Le Guardian a mené une expérience comparable facilité elle aussi par des données financières exceptionnelles. Depuis 1948, le grand quotidien britannique appartient à un trust (une structure juridique proche de la fondation en droit français), le Scott Trust limited. Cet organisme dont les statuts garantissent sa totale indépendance était aussi propriétaire d’une société d’annonces classées d’automobiles, Auto trader, très présente sur Internet. En 2014, il vendit cette affaire pour 619 millions de livres. A l’époque, et compte tenu d’autres avoirs, le trust disposait d’environ un milliard d’euros de fonds disponibles, de quoi garantir pour longtemps l’indépendance du Guardian.
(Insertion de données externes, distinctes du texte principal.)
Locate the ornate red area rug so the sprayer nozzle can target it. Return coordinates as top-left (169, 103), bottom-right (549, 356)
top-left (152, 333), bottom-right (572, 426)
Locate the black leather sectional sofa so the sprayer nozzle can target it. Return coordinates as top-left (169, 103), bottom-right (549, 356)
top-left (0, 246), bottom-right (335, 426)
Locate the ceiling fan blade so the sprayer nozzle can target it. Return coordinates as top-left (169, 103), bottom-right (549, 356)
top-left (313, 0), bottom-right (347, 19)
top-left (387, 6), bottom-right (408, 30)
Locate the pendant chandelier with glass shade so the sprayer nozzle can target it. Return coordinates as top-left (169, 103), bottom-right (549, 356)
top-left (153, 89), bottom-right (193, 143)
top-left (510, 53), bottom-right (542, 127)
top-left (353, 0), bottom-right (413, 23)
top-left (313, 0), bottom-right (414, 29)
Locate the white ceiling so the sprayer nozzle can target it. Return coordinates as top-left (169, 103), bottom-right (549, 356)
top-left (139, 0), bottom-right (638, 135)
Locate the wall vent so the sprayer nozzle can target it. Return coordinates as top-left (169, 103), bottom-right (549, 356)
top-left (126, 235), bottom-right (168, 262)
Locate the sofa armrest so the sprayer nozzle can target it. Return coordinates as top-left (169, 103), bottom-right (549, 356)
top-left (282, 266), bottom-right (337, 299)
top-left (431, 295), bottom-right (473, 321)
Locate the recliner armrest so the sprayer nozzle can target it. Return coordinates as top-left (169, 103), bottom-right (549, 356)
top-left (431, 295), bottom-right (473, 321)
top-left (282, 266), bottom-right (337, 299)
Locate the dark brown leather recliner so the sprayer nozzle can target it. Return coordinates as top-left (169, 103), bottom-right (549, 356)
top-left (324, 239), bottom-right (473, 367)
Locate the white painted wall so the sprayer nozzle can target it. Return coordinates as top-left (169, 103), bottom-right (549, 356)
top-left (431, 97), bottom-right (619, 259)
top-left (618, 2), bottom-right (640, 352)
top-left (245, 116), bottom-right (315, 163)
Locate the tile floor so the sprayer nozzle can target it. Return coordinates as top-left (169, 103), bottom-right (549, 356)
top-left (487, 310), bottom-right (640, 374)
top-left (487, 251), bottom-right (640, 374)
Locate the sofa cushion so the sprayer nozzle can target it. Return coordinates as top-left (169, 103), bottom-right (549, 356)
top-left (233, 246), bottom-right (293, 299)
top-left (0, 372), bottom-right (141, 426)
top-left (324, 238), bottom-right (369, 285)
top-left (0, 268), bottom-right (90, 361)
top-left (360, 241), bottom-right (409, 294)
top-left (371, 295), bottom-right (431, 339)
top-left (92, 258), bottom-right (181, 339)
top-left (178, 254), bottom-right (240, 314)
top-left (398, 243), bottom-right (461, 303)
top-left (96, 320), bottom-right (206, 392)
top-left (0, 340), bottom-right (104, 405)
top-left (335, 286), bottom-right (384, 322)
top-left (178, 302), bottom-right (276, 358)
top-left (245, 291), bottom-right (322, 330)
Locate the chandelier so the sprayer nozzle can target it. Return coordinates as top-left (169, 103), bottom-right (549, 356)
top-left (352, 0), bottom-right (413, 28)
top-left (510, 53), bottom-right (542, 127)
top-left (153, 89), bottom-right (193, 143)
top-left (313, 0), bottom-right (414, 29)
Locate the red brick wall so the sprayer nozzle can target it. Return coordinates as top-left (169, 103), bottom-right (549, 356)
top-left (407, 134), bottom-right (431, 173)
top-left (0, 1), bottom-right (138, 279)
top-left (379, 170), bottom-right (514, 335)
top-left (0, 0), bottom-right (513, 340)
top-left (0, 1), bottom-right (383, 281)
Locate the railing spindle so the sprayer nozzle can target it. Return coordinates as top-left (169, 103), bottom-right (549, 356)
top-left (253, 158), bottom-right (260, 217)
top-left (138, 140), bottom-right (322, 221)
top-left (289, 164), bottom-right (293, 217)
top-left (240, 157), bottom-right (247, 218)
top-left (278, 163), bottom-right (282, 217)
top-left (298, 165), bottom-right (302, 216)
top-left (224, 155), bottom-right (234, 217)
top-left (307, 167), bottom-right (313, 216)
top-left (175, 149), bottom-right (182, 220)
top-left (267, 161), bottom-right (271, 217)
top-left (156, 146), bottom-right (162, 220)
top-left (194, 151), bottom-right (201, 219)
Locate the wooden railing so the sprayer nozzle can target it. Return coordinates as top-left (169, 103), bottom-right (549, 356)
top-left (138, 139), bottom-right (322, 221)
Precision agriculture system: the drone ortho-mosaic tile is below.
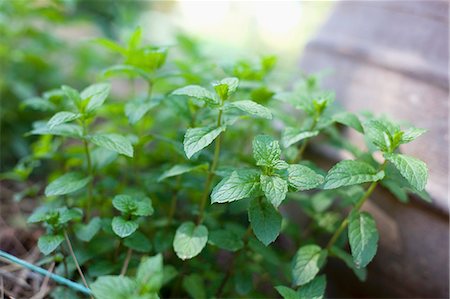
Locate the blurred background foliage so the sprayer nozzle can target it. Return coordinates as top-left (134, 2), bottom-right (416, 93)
top-left (0, 0), bottom-right (332, 172)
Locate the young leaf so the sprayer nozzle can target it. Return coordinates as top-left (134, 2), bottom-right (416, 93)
top-left (90, 275), bottom-right (137, 299)
top-left (287, 164), bottom-right (324, 191)
top-left (61, 85), bottom-right (81, 107)
top-left (348, 212), bottom-right (378, 268)
top-left (292, 245), bottom-right (327, 286)
top-left (29, 124), bottom-right (83, 138)
top-left (111, 216), bottom-right (139, 238)
top-left (75, 217), bottom-right (102, 242)
top-left (260, 174), bottom-right (288, 208)
top-left (275, 286), bottom-right (299, 299)
top-left (136, 254), bottom-right (163, 293)
top-left (183, 273), bottom-right (207, 299)
top-left (112, 194), bottom-right (153, 216)
top-left (323, 160), bottom-right (384, 189)
top-left (47, 111), bottom-right (81, 129)
top-left (88, 134), bottom-right (133, 157)
top-left (208, 229), bottom-right (244, 251)
top-left (183, 126), bottom-right (226, 159)
top-left (253, 135), bottom-right (281, 167)
top-left (125, 98), bottom-right (159, 125)
top-left (158, 163), bottom-right (208, 182)
top-left (123, 231), bottom-right (152, 252)
top-left (248, 198), bottom-right (281, 246)
top-left (227, 100), bottom-right (272, 119)
top-left (384, 154), bottom-right (428, 191)
top-left (333, 112), bottom-right (364, 133)
top-left (364, 120), bottom-right (396, 152)
top-left (213, 77), bottom-right (239, 100)
top-left (400, 128), bottom-right (427, 143)
top-left (80, 83), bottom-right (111, 112)
top-left (45, 172), bottom-right (91, 196)
top-left (38, 235), bottom-right (64, 255)
top-left (281, 127), bottom-right (319, 147)
top-left (298, 275), bottom-right (327, 299)
top-left (331, 246), bottom-right (367, 281)
top-left (211, 169), bottom-right (260, 203)
top-left (173, 222), bottom-right (208, 260)
top-left (172, 85), bottom-right (219, 105)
Cette aisance n’a pas signifié pour autant que les administrateurs du trust fassent preuve de laxisme dans la gestion du journal. Celui-ci accumula les pertes entre 2010 et 2014. Ce déficit récurrent d’environ 40 millions d’euros par an était dû essentiellement à la gestion d’Alan Rusbridger, le prestigieux patron du journal qui refusait de faire payer l’information sur Internet alors que la diffusion et la publicité de la version papier du journal s’effondraient. En décembre 2014, Rusbridger fut écarté et définitivement éliminé de la direction du trust en 2016. L’équipe qui le remplaça fut chargée de rétablir l’équilibre en trois ans en supprimant 250 emplois et en sollicitant l’appui financier des lecteurs. Depuis, les comptes du Guardian, qui bénéficie d’une audience de plus d’une centaine de millions d’internautes bien au-delà des frontières britanniques, se sont redressé de manière spectaculaire et font espérer un retour à l’équilibre en 2021.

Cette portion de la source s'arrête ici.